Dr. Besigye now remains a key opposition leader with majority following but who cannot capture power because he has no army. With time most of his simpathisers are to revert back to the Museveni camp. With public resources at Museveni's disposal, fence sitters will be lured back and come 2016, he will win with 95%.

Ugandans are so disgusted and desperate that they are ready to support any armed uprising that can dislodge Museveni. The level of despair is so great that even if it was Joseph Kony's LRA, they are willing to support it.

It is in the midist of this uncertainity, that Gen David Tinyefuza came to the scene a few months ago. With his group, they have not wasted time but instead they have outrightly told the world that Museveni will not leave power peacefully. They are running short of making a declaration that the group will use force. Thats what Ugandans want to hear and the earlier they arm Ugandans the better because Ugandans are more than ready.

Unlike Besigye and Muntu, Tinyefuza has the capacity to eat deeper into Museveni power base - the military leaving it crumbling. Once it crumbles, it is only Tinyefuza who can reorganise it into a peoples' army by taming the politically ambitious Generals to avert the country degenerating into fragmentation. Most important is that a Tinyefuza led military assault will eat into his predominantly elite Hima NRA command structure.

During his service, Tinyefuza demonstrated his capacity to reason beyond tribal/ethinic leanings. His only weakness is that when it comes to combat, he forgets that he is a General and fights fiercely like an ordinary soldier - the Fred Rwigyema way. With such a scenario, Museveni will be left with no option but to put Gen. Saleh in-charge of NRA. Again, Gen. Saleh is dissatisfied with the status quo but only holding on to Museveni for protection against the ICC for the Congo expedition.

Although Museveni delibarately denied Tinyefuza the opportunity to advance his military knowledge, there is no match for him in the NRA. He is a genius as far as political and military campaign is concerned. Besides Saleh, Gen. Tumwine is as a civillian General as Gen. Otafiire.

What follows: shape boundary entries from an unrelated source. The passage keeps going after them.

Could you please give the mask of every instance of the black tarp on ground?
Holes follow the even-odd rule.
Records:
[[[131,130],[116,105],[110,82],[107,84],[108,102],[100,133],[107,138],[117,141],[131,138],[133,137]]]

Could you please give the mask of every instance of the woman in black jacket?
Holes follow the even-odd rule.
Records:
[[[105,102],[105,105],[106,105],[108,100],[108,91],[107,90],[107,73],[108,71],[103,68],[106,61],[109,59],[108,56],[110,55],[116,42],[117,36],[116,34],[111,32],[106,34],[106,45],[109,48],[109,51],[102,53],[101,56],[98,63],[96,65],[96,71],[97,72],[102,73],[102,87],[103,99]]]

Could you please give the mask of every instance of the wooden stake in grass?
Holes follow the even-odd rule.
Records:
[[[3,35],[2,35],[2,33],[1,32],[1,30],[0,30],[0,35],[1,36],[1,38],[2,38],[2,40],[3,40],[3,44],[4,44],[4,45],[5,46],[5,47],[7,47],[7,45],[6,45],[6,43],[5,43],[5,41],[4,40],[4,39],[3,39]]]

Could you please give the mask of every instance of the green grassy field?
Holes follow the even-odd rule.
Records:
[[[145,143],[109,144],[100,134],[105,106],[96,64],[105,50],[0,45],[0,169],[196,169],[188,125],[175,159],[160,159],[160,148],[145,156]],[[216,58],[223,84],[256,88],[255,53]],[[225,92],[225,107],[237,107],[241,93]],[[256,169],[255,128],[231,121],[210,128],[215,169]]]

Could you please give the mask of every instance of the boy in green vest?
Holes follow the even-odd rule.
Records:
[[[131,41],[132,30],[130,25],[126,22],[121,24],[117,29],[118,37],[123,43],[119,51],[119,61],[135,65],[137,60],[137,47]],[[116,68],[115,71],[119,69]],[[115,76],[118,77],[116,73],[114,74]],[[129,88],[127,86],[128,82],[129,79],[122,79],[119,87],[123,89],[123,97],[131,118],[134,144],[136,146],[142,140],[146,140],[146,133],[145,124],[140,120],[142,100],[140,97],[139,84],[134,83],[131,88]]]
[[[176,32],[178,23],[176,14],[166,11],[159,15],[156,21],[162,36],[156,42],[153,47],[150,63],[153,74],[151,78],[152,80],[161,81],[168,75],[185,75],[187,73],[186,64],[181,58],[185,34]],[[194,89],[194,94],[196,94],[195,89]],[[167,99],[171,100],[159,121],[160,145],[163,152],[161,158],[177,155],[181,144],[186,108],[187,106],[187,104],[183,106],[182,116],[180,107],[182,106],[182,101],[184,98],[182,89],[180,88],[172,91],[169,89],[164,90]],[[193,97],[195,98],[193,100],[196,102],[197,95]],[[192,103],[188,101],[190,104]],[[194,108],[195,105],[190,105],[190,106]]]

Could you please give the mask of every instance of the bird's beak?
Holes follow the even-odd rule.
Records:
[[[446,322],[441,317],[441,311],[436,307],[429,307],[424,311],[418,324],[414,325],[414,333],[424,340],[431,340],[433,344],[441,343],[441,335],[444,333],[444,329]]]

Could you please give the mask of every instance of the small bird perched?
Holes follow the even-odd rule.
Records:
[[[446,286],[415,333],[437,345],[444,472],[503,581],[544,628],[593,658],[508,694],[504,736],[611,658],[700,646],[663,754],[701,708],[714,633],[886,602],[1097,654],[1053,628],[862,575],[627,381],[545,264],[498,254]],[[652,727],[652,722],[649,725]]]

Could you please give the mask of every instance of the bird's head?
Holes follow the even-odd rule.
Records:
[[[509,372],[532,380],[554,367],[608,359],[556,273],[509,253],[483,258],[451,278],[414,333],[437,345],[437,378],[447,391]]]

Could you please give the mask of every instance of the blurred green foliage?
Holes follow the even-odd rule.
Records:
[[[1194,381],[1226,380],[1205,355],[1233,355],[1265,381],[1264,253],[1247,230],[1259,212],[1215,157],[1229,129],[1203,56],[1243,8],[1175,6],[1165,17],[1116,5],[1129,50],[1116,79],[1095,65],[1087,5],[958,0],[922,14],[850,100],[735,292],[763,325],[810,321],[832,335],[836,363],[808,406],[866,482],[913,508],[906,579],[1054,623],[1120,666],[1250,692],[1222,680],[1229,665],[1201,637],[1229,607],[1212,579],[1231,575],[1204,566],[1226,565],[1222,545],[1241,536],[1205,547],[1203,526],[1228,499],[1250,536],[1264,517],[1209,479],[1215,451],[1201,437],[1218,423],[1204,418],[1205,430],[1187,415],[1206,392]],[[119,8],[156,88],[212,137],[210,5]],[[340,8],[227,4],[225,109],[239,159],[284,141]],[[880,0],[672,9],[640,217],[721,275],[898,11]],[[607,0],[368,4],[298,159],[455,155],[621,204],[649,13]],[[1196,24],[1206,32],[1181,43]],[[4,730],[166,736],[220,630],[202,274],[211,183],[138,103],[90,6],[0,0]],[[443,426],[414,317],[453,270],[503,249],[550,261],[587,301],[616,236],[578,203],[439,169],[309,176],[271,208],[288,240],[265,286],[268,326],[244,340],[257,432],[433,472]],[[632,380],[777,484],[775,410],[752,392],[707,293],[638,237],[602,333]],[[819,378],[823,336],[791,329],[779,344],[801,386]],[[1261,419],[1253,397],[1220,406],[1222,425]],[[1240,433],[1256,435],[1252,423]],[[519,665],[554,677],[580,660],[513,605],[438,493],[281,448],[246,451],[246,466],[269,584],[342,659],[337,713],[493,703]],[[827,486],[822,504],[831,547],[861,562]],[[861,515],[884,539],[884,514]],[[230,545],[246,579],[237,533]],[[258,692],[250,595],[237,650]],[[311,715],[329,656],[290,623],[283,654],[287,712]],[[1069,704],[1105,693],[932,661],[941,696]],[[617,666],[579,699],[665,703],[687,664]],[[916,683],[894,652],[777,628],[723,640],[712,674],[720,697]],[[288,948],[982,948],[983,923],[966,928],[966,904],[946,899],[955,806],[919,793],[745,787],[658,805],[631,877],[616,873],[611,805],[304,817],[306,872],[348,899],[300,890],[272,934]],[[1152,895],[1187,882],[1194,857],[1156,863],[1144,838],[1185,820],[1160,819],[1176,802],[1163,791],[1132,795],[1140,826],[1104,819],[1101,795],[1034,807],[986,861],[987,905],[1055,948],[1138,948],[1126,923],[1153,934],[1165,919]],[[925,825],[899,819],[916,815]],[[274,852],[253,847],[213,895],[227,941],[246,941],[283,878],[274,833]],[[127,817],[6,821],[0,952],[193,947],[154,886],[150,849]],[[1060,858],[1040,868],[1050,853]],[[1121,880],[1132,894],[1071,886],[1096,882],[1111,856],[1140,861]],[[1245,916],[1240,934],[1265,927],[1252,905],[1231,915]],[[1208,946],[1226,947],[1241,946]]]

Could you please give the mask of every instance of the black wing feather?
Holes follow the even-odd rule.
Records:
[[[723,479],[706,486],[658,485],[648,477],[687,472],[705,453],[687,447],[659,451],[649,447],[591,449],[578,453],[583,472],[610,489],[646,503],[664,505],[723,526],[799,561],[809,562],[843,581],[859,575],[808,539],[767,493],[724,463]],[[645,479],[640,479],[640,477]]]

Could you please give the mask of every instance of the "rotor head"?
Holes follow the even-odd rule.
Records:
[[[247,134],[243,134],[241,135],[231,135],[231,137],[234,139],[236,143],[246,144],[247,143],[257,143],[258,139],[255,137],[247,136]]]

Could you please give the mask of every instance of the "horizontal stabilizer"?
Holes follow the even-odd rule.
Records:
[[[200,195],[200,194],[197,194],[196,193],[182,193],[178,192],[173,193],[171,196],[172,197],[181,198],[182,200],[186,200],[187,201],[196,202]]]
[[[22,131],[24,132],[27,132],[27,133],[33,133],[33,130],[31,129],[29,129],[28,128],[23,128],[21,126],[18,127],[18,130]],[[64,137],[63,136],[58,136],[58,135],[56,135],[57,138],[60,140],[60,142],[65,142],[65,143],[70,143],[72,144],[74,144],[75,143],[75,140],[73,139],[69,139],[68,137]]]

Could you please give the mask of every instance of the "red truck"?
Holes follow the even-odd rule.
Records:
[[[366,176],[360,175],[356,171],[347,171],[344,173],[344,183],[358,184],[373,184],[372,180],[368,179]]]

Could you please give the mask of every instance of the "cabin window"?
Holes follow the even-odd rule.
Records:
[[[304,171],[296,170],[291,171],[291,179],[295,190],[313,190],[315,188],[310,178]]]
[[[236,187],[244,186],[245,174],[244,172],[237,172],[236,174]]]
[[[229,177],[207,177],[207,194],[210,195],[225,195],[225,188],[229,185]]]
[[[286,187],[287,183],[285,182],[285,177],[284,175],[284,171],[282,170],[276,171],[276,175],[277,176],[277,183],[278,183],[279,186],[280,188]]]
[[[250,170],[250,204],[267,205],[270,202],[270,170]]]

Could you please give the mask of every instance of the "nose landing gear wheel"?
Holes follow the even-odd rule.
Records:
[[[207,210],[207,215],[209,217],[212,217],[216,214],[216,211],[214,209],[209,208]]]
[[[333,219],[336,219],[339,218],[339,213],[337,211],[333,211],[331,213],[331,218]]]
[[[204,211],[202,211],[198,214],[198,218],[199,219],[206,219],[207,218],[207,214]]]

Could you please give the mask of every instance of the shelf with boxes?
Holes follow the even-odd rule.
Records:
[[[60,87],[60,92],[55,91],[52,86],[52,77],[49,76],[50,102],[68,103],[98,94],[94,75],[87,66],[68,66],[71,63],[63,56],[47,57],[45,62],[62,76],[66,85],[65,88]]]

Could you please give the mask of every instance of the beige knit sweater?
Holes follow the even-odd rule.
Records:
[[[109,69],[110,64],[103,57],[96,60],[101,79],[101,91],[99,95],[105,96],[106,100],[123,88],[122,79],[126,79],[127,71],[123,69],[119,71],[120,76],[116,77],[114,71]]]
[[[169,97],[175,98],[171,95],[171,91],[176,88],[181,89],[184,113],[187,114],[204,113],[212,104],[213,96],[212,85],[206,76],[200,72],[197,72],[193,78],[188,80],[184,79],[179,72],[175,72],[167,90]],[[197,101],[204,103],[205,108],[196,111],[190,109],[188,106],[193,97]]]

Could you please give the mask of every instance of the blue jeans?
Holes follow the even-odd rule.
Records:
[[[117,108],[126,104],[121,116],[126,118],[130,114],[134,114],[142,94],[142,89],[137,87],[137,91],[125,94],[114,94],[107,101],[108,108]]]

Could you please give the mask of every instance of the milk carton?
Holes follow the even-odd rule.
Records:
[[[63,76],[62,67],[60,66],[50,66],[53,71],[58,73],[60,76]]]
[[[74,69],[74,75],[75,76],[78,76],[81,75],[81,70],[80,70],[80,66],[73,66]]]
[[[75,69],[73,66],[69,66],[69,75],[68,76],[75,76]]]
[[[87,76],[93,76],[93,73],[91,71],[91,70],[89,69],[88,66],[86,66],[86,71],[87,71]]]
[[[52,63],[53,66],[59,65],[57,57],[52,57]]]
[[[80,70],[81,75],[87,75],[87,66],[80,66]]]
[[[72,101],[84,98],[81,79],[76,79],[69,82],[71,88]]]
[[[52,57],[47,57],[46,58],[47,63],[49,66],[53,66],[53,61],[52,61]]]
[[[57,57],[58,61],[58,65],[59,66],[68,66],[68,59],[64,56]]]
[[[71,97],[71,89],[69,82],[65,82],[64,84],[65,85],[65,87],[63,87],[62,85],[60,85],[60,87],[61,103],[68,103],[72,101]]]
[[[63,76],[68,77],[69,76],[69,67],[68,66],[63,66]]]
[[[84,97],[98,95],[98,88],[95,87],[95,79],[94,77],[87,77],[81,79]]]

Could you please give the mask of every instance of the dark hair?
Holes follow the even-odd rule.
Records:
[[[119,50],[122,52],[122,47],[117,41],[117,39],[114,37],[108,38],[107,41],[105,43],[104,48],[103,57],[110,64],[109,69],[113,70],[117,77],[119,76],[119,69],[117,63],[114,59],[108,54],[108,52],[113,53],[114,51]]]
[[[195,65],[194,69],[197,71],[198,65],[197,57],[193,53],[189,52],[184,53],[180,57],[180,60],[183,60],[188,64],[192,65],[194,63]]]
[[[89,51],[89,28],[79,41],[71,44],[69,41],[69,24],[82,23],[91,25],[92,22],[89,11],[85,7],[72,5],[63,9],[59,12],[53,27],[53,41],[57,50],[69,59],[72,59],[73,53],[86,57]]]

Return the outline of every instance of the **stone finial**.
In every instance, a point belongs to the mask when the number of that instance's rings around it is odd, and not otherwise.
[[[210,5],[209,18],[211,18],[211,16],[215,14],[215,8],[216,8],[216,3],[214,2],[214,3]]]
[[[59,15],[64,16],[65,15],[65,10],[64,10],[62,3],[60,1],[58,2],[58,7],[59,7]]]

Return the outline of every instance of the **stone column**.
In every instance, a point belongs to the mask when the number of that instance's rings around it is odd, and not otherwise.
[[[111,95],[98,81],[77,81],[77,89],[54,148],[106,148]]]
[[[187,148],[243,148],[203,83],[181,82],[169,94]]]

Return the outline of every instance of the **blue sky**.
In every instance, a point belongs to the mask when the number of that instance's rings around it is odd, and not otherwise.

Armed with current intelligence and exploiting the situation on the ground that has been prepared by Besigye and group, once Tinyefuza and group rolls into action, the war theatre wont last long before Museveni is dislodged and Uganda regaining its lost glory.


Friday, 6 December 2013


Fellow Ugandans,
As we mourn the departure of of Cde Nelson Mandela (RIP), let us take cognisance of the unwithering determination of the anti-apatheid activists, the SA masses and the international community. It is their concerted efforts that kept the struggle alive and was a lifeline to the incacerated thus leading to Mandela's release and rebirth of a new SA.

Cde Mandela has passed on at a time when our own icon of democracy and human rights, Dr. Kiiza Besigye is under incerceration without the due court process. Regratably, to the great pleasure of the brutal Museveni regime, our enthuathism for the struggle he is spearheading seem to be dwindling. We have left him vulnerable. That being the situation, the repressive regime is trying to exploit his vulnerability by innitiating negotiations over his freedom.

As a tribute and to honour the values for which Cde Mandela stood for, let us reflect on the fate of Dr.Besigye. Leaders should moblise the masses to observe a vigil close to Dr. Besigye's residence. Let us also rename Dr. Besigyes residence where he is incercerated as ROBEN ISLAND.